Saturday, June 26, 2010

Hoping for Sunshine

Off we go. Another beach vacation that does not quite turn out to be the beach vacation we planned. It is summer in the southern hemisphere and therefore it is in fact winter. There is no sun and it rains and drizzles and the sky is unrelentingly grey. Our day started with wonderful Quito sunshine. We flew past Cotopaxi and Chimborazo and turned tight toward the Pacific and on to Manta. Maya and I were so very excited in anticipation of warmth and sunshine and sand. We chose to save the $70 trip to Puerto Lopez and take the bus. Our taxi driver from the airport offered to drive us for $35, but we still (why oh why?) insisted on the bus. We were delighted to find a bus headed for Puerto Lopez at the makeshift 'bus station' (a gathering place with buses) waiting to leave, but then we found ourselves waiting some more to collect additional passengers. And waiting and waiting. The world cup was being televised but I was no longer interested, so I did not pay attention to who was playing . It was over an hour later that we finally left the bus station for the drive down the coast. We stopped every few miles for more passengers, and the bus filled up until the aisles were impassable. Maya was horrified with the film choice, about young girls who are kidnapped and trained to be assassins. Buses always choose these violent martial arts movies to entertain us, and one cannot help but watch, since the volume insists. I hardly watched the scenery, it was grey and uninviting anyway.

When we arrived in Puerto Lopez, a unkempt little town on the water, we got off the bus but promptly got back on to pick up more passengers and ride up the hill to our hotel. Finally, four hours later, we climbed up to the entrance to our colourful home for the next few days, shrouded in fog and mist and grey and the sky drizzling incessantly. The incredible view of the Pacific from our room never materialized.

View of the Sea

After lunch, we asked where we could go for an afternoon adventure. Our hotel was not on the beach as we imagined it to be.

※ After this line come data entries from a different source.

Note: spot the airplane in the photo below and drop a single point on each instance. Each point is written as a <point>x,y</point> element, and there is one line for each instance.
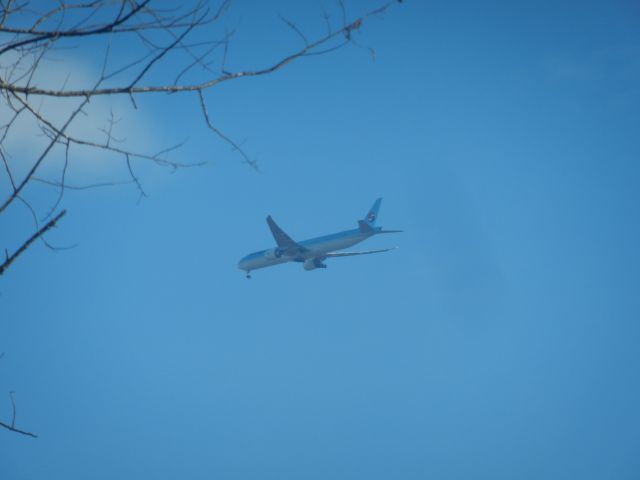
<point>313,252</point>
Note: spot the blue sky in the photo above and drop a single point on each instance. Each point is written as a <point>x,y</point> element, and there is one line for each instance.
<point>498,341</point>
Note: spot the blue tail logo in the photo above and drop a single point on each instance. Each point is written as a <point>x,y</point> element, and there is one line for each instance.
<point>372,215</point>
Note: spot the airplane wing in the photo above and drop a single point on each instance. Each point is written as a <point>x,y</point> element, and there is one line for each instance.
<point>284,241</point>
<point>349,254</point>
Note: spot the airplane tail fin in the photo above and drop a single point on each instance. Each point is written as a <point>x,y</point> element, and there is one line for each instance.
<point>368,223</point>
<point>372,214</point>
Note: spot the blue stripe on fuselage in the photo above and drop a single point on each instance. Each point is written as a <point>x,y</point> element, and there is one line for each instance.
<point>314,244</point>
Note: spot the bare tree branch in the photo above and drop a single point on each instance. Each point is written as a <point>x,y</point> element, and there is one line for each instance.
<point>12,426</point>
<point>9,259</point>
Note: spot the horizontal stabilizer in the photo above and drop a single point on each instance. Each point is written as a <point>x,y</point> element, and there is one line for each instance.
<point>349,254</point>
<point>365,227</point>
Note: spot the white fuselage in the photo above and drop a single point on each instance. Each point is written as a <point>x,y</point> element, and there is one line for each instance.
<point>316,248</point>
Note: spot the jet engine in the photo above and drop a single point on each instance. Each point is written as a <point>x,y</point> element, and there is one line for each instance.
<point>273,253</point>
<point>313,263</point>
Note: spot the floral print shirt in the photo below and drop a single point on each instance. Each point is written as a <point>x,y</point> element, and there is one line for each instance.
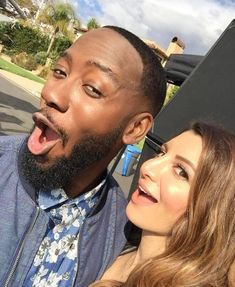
<point>55,263</point>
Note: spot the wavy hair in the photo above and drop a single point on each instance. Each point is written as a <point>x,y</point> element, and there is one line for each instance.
<point>201,250</point>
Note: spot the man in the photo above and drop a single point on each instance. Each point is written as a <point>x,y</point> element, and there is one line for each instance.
<point>61,216</point>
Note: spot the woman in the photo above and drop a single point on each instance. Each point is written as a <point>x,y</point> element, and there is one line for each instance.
<point>185,206</point>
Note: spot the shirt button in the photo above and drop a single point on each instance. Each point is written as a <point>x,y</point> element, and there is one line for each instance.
<point>56,236</point>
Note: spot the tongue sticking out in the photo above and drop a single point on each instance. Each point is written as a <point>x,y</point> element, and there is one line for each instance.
<point>42,140</point>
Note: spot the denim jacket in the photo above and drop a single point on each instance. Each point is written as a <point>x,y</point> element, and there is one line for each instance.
<point>23,224</point>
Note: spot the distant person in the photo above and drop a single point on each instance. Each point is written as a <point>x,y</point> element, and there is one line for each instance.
<point>61,215</point>
<point>184,204</point>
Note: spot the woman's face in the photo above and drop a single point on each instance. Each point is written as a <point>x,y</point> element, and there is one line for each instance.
<point>164,183</point>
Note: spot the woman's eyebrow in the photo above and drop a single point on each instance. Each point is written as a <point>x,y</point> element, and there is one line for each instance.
<point>186,161</point>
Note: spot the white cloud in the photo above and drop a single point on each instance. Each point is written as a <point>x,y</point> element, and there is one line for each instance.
<point>198,23</point>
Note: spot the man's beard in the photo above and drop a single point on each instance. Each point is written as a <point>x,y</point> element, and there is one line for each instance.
<point>86,152</point>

There was not enough time to go too far, so Eduardo, the manager of the lodge, suggested we walk out to the road, turn left, find a water facility on the left side to the road and turn right past an empty building on the right side of the road. There was a sign prohibiting us from taking the path we found, since the beach was a nesting site for sea turtles, but we had been advised to ignore the sign. There was a misty rain falling, we were in flip flops, certainly not appropriate footwear, but we forged ahead anyway. Two inches of mud stuck to the bottom of our shoes, which was not easy to get rid of. I finally took my flip flops off, and the mud collected on the soles of my feet so I felt protected. The path was narrow and overgrown with vegetation and went on and on. We could hear the ocean, so we persisted, and finally came to a wonderfully secluded beach. The waves were pounding, there were seabirds fishing, we were alone in this exquisite corner of the world. It was still raining lightly. I spent a long time in the tepid water cleaning off my shoes and feet and hands and whatever else was caked with mud. It was a small patch of sand with rocky cliffs at either end.


We were less muddy and far wetter when we started our climb out. We heard birds everywhere -- this is likely a birder's paradise! Maya immediately got a stick of wood in her foot, which I pulled out but left much of it in her sole. I had foregone my flipflops, but Maya kept hers on as she struggled up the hill in the rain. We arrived back in our room wet and bedraggled and spent as long as we could getting warm in the shower.

These Snails Appeared Everywhere

Our evening was devoted to reading and relaxing. I realized our 'beach' vacation was not going to be lolling about in the sun and surfing waves. We were on the 'Ruta del Sol' near Machalilla Park, with dry tropical forest and archeological treasures to explore, and Isla de la Plata nearby, and whales to see.